Orang-orang yang akan mendapatkan rahmat rahimiyyah Allah SWT ialah mereka yang sudah sampai ke makam sosial dan spiritual yang lebih tinggi, yang memang wajar untuk mendapatkannya. Allah SWT memang Maha Pengasih, tetapi juga Mahaadil yang tentu tidak menyamakan antara orang-orang yang telah menempuh perjuangan panjang dan mahasulit dengan orang-orang yang tidak melakukan usaha apa pun.

Soal berapa lama hamba-Nya akan berada di dalam rahmat rahmaniyyah baru hijrah ke rahmat rahimiyyah, hanya Allah SWT yang Mahatahu. Yang pasti bahwa penetapan al-Rahman dan al-Rahim sebagai induk nama-Nya (al-umm al-asma’), yang diisyaratkan dengan pemberian nama itu menempel pada kata bismillah ditambah pengulangan penyebutannya begitu banyak mengisyaratkan bahwa Allah SWT lebih menonjol sebagai Maha Pengasih dan Penyayang ketimbang sebagai Maha Penghukum dan Maha Pendendam (al-muntaqim). Kenyataan ini memberikan rasa optimisme kepada siapa pun hamba-Nya yang pernah melakukan kekeliruan dan kesalahan untuk segera kembali (taubah) keada-Nya.

Meski demikian, orang-orang yang mendapatkan rahmat rahmaniyyah berusaha menghindari dosa karena takut tersiksa di neraka. Sedangkan, orang-orang yang mendapatkan rahmat rahimiyyah berusaha menghindari dosa karena takut tersiksa dengan rasa malu terhadap Allah, Sang Maha Pengasih dan Maha Penyayang. Orang yang tobat lalu menjauhi dosa karena takut tersiksa dengan neraka biasa disebut inabah.

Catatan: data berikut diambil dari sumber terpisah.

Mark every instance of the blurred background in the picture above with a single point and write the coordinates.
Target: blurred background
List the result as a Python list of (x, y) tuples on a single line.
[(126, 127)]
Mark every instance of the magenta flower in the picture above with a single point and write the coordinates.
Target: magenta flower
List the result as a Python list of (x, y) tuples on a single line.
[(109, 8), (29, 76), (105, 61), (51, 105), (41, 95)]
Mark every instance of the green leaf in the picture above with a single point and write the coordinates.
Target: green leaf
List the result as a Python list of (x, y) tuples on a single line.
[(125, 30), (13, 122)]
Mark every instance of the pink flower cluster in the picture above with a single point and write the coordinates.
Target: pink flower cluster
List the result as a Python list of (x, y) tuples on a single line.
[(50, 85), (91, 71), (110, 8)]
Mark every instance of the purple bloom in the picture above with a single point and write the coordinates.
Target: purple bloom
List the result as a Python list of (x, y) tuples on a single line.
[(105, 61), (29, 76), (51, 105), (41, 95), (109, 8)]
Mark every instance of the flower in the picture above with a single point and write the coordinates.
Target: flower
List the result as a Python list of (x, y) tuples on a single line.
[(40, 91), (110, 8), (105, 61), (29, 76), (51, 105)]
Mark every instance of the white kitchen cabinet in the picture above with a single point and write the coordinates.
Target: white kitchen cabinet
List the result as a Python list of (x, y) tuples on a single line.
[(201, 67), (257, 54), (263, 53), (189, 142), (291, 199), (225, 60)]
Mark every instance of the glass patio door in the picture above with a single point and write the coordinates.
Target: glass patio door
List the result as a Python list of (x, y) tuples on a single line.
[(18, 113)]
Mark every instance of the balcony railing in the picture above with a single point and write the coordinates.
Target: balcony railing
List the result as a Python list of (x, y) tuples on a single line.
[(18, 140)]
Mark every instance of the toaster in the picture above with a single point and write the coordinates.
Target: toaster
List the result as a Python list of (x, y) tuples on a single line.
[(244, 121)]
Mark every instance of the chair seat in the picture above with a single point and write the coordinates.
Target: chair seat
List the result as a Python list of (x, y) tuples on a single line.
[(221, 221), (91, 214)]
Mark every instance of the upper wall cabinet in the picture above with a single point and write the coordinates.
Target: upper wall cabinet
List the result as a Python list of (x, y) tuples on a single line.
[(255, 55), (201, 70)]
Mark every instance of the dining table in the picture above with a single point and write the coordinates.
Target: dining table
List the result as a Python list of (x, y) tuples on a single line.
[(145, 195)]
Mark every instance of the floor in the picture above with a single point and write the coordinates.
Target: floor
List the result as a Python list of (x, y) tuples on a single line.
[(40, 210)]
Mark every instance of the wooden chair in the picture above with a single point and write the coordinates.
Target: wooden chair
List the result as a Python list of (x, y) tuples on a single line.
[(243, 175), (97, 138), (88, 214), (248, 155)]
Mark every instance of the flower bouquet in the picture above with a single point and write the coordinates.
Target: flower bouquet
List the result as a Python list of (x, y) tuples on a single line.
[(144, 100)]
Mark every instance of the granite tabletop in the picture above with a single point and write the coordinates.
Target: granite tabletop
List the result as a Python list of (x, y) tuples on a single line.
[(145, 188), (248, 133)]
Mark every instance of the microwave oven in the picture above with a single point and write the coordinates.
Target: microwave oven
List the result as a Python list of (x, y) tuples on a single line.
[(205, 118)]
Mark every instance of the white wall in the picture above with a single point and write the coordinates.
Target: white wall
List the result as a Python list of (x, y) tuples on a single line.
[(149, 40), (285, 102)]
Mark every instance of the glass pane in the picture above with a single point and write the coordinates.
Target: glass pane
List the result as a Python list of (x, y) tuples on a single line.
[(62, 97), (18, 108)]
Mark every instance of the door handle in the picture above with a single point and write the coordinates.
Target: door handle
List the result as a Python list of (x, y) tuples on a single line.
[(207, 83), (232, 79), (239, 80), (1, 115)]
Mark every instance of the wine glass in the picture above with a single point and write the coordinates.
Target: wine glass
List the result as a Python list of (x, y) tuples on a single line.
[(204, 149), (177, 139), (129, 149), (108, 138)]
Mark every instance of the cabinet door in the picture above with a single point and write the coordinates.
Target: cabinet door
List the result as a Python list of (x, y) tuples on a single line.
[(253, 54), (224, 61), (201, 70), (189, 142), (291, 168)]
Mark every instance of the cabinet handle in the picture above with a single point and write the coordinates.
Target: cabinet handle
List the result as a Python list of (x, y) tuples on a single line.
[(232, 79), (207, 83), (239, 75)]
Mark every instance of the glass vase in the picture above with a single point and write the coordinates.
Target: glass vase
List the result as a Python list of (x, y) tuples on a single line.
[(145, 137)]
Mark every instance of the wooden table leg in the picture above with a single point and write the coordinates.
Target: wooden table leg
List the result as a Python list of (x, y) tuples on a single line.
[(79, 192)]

Sedangkan, orang yang tobat lalu menjauhi dosa karena takut tersiksa dengan rasa malu kepada Tuhan biasa disebut istijabah. Orang yang istijabah lebih tersiksa rasa malu kepada Tuhannya ketimbang panasnya api neraka. Semoga kita mendapatkan rahmat rahimiyyah-Nya.